Dalam gerakan tersebut, menurut Wijayanto, elemen-elemen masyarakat sipil seperti akademisi, aktivis, agamawan, budayawan, jurnalis, dan rakyat kebanyakan yang terfragmentasi harus bersatu padu melawan korupsi.
Gerakan Rakyat Semesta Melawan Korupsi muncul setelah Undang-Undang KPK Nomor 19 Tahun 2019 hasil revisi resmi berlaku. Para akademisi pun menilai pelemahan KPK terbukti dengan munculnya revisi undang-undang tersebut.
Salah satunya klausul di dalamnya mengenai izin Dewan Pengawas KPK yang akhirnya dinilai menghambat penggeledahan Kantor DPP PDIP dalam kasus dugaan suap yang menyeret Komisioner KPU Wahyu Setiawan pada awal Januari 2020.
Adapun peneliti senior LP3ES Malik Ruslan mengatakan persoalan serius tak hanya terjadi pada gagalnya penggeledahan Kantor PDIP.
Ia juga menyinggung dugaan pencopotan penyidik KPK yang menangani kasus tersebut. “Dapat dipastikan, hal itu terjadi karena revisi Undang-Undang KPK,” ujar Malik.

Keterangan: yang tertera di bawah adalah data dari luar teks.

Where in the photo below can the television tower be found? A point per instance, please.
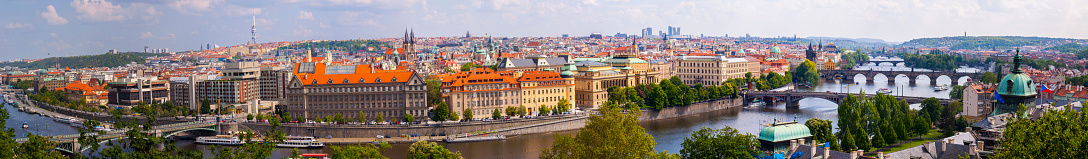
(254, 29)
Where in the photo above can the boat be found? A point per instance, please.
(884, 90)
(300, 142)
(220, 139)
(757, 102)
(941, 88)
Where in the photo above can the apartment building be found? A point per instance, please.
(481, 90)
(713, 70)
(319, 89)
(545, 88)
(133, 89)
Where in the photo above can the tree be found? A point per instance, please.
(522, 110)
(423, 149)
(821, 132)
(510, 111)
(454, 117)
(719, 144)
(205, 106)
(543, 110)
(441, 112)
(367, 150)
(286, 117)
(934, 108)
(805, 73)
(38, 147)
(1055, 134)
(467, 113)
(956, 93)
(563, 106)
(990, 77)
(380, 119)
(601, 137)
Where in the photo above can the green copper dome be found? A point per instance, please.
(1016, 83)
(784, 132)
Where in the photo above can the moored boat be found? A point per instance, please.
(220, 139)
(300, 142)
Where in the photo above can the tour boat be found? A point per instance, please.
(300, 142)
(884, 90)
(220, 139)
(941, 88)
(757, 102)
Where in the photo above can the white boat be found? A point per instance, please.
(300, 142)
(941, 88)
(757, 102)
(220, 139)
(884, 90)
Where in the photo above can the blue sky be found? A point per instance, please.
(32, 28)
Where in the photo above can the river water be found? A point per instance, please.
(668, 133)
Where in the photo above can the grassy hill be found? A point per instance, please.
(86, 61)
(984, 41)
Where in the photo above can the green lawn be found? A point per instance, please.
(931, 134)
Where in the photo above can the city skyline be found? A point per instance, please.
(35, 29)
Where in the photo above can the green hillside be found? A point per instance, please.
(85, 61)
(983, 41)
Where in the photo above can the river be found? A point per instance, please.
(668, 133)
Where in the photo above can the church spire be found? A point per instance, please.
(1016, 62)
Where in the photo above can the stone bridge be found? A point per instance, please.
(869, 74)
(70, 144)
(793, 98)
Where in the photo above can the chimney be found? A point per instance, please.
(980, 145)
(827, 151)
(943, 145)
(793, 144)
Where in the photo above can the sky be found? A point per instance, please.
(41, 28)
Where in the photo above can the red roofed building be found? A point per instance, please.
(481, 92)
(317, 90)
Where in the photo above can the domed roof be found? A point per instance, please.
(782, 132)
(1016, 83)
(776, 49)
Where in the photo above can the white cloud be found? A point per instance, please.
(305, 15)
(194, 7)
(17, 25)
(146, 35)
(103, 11)
(52, 17)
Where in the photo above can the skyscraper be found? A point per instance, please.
(647, 32)
(254, 29)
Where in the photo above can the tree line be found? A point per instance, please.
(106, 60)
(869, 123)
(667, 93)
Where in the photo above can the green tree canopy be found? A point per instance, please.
(719, 144)
(601, 138)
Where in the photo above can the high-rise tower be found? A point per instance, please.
(252, 31)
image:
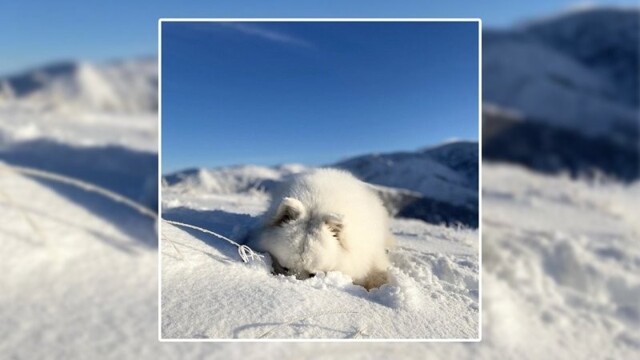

Dosen FEB Universitas Gadjah Mada Rimawan Pradiptyo menuturkan apa yang menjadi kekhawatiran para akademisi ternyata tidak memerlukan waktu lama untuk terjadi. Sebelum UU KPK hasil revisi terbit, ratusan akademisi menyatakan penolakannya.
Menurut Rimawan, hasil regulatory impact analysis (RIA) yang dilakukan terhadap UU KPK hasil revisi juga menunjukkan sejumlah kemunduran terhadap KPK dan gerakan anti korupsi. ,” ujar Koordinator Aliansi Akademisi Antikorupsi Indonesia tersebut. (Tempo.co)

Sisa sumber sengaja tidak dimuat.